I'm not sure how to approach this question since we haven't covered rates of effusion and I'm unfamiliar with the concept of effusions stage. What defines an effusion stage?

The Attempt at a Solution

Following Schroder's book on Thermodynamics, the rate of effusion I assume reduces to v_{rms-238U F6}/v_{rms-235UF6}, which reduces to Graham's Law, which is: \sqrt {m_{(238)UF6}/m_{(235)UF6)}\approx1.0043
From here I don't know how to proceed to get the minimal number of stages requiered.

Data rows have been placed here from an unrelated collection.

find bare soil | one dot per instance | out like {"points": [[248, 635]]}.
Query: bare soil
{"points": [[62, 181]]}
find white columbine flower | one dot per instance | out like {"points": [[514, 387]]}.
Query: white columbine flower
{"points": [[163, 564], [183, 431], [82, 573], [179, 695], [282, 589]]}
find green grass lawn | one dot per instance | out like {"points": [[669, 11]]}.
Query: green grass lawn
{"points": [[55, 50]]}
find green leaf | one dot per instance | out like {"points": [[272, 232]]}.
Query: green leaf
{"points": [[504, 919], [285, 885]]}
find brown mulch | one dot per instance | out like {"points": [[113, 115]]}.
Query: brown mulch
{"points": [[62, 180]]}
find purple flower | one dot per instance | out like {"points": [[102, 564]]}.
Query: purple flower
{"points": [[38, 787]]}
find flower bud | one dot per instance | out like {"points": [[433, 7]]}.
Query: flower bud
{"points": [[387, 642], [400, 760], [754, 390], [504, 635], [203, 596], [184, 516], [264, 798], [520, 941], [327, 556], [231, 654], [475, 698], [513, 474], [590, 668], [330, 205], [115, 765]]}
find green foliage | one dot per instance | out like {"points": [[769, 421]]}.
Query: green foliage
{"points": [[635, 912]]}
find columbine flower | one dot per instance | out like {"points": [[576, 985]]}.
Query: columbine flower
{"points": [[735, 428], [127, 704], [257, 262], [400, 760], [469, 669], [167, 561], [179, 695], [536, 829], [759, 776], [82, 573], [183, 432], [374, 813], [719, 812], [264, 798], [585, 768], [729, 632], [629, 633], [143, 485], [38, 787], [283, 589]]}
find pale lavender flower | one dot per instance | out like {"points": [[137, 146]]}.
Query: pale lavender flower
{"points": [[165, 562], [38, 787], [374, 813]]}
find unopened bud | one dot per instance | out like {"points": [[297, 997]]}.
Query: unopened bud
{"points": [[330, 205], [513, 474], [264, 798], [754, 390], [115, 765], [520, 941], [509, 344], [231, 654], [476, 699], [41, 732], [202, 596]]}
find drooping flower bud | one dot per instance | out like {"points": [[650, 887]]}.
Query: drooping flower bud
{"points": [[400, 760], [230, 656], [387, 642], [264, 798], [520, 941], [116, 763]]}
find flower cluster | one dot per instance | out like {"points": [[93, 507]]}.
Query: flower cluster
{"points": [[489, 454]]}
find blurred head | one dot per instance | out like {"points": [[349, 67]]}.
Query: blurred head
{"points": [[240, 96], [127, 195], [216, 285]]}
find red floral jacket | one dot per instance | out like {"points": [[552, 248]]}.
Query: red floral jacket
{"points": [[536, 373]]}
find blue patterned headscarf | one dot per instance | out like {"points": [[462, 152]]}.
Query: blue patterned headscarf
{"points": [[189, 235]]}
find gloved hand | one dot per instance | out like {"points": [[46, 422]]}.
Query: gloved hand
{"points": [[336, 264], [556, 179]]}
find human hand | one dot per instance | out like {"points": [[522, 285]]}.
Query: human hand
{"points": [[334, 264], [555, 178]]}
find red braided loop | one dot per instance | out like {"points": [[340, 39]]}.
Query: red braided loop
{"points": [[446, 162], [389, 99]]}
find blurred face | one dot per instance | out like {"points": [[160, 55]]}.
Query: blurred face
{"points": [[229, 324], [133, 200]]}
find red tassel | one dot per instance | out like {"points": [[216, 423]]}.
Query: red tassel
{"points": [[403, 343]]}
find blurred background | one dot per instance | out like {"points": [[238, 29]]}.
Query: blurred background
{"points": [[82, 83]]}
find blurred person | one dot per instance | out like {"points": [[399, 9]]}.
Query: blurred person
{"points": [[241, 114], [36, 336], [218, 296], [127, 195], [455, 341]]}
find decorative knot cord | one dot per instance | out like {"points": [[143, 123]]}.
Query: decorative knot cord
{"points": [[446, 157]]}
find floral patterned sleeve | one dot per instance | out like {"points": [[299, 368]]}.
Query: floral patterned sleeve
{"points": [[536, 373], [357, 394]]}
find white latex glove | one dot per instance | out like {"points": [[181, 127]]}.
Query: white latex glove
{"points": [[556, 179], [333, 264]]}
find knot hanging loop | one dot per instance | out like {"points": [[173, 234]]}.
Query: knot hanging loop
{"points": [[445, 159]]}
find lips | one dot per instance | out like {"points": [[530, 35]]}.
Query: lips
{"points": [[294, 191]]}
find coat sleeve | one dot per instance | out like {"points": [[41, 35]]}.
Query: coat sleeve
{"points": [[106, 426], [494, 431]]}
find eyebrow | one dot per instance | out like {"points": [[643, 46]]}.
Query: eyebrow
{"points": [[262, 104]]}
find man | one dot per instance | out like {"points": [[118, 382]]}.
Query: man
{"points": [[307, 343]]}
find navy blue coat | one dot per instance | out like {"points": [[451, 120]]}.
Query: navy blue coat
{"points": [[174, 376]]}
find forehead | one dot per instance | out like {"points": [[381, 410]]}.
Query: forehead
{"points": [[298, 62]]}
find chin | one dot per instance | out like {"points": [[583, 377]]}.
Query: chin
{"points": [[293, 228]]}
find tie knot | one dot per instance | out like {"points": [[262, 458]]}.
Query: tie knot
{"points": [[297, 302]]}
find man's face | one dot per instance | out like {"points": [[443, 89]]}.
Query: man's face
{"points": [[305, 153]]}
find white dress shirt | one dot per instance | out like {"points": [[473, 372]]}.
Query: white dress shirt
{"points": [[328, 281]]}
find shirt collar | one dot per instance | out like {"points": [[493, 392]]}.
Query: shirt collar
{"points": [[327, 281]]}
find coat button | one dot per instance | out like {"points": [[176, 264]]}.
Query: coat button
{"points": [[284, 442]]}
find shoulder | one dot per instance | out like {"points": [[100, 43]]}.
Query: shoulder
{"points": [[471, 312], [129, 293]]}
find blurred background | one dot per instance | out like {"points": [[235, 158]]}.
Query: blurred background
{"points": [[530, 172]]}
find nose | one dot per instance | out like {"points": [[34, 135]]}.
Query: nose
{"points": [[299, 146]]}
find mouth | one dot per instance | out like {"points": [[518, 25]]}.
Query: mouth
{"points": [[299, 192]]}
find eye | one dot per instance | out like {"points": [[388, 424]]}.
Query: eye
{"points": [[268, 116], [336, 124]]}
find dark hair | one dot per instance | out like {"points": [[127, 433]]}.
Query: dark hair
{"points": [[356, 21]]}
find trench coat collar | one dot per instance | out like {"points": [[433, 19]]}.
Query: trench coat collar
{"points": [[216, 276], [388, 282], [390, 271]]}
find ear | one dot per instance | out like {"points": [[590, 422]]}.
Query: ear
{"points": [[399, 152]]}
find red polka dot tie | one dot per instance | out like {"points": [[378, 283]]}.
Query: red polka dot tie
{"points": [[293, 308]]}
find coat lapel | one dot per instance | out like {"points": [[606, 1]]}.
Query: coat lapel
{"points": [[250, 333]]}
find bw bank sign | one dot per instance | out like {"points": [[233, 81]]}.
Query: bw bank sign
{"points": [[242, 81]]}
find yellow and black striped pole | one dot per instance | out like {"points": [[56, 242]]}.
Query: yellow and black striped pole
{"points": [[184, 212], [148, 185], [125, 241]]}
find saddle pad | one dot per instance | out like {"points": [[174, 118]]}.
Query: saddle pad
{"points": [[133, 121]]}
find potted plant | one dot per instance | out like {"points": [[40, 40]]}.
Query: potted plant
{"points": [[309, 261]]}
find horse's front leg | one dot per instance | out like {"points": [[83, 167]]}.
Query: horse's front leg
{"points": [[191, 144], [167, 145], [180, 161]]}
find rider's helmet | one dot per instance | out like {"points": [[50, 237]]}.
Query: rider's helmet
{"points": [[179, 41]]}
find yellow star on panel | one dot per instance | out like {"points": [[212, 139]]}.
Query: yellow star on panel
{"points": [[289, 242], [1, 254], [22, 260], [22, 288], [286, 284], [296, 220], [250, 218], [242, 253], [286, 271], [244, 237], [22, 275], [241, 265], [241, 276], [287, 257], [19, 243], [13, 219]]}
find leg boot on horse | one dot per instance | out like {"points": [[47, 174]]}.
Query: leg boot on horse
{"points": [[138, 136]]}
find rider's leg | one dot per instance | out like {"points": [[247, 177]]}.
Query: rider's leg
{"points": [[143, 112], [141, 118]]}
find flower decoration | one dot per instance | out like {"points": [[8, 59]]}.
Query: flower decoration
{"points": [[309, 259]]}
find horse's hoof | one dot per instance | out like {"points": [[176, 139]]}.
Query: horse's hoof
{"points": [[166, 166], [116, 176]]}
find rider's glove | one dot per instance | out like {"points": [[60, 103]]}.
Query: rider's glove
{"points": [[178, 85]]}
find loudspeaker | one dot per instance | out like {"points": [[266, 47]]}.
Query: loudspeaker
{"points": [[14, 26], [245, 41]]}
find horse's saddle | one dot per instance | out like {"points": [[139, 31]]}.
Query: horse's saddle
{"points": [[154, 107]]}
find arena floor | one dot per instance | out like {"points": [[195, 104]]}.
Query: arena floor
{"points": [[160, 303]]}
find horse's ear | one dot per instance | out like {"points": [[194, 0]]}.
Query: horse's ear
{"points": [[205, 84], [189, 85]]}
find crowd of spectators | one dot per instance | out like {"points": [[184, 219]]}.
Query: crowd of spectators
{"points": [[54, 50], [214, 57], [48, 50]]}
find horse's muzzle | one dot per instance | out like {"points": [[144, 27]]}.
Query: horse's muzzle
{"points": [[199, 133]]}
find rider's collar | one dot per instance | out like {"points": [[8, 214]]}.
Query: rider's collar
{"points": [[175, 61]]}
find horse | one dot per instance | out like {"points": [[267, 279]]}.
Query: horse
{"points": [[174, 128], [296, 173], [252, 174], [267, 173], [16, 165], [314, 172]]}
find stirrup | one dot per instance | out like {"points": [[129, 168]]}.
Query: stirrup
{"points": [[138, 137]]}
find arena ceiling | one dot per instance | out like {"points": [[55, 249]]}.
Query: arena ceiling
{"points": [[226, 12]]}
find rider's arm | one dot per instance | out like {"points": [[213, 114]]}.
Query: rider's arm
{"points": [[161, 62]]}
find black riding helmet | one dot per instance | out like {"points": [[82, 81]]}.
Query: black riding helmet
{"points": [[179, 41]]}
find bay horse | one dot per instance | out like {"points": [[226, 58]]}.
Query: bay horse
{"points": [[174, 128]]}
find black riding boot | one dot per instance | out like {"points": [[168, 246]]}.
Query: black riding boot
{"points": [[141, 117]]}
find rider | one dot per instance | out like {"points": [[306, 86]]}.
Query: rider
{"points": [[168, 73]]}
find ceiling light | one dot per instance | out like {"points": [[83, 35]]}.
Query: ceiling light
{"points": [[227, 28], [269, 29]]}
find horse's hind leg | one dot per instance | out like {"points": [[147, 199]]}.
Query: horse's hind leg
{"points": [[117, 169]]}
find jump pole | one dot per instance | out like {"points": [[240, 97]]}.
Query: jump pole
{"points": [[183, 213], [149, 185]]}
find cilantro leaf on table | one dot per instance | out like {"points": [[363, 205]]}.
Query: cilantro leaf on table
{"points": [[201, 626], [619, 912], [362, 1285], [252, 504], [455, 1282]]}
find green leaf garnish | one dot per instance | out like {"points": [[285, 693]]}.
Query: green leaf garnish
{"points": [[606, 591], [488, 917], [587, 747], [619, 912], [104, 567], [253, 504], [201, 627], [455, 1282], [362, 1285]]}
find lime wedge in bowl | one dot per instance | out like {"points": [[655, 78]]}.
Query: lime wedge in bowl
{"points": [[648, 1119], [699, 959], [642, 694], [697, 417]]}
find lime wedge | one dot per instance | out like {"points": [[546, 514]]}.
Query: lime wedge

Thanks in advance for your help.

 

[SteamKing]

A ratio of the vrms for the two isotopes is 1.0043, which suggests an enrichment of 0.43% at each stage. Since you want to enrich from 0.7% to 4.0%, this suggests that starting with 0.7%, the next stage would have 0.7*1.0043, then 0.7*1.0043^2, and so on.

Care to try now?

 

[Andrej.N]

Hi! Thanks a lot! Then the expression for number of stages $n$ is: $$n=\frac{\log{\frac{4.0}{0.7}}}{\log{1.0043}}=407$$
My original solution to the problem was equivalent: $y_{n+1}=1.0043y_{n}$. Where $y_n$ is the portion of $^{235}U$ at each iterration. I couldn't solve this analyically. :((

Is this the right way to model the effusion process?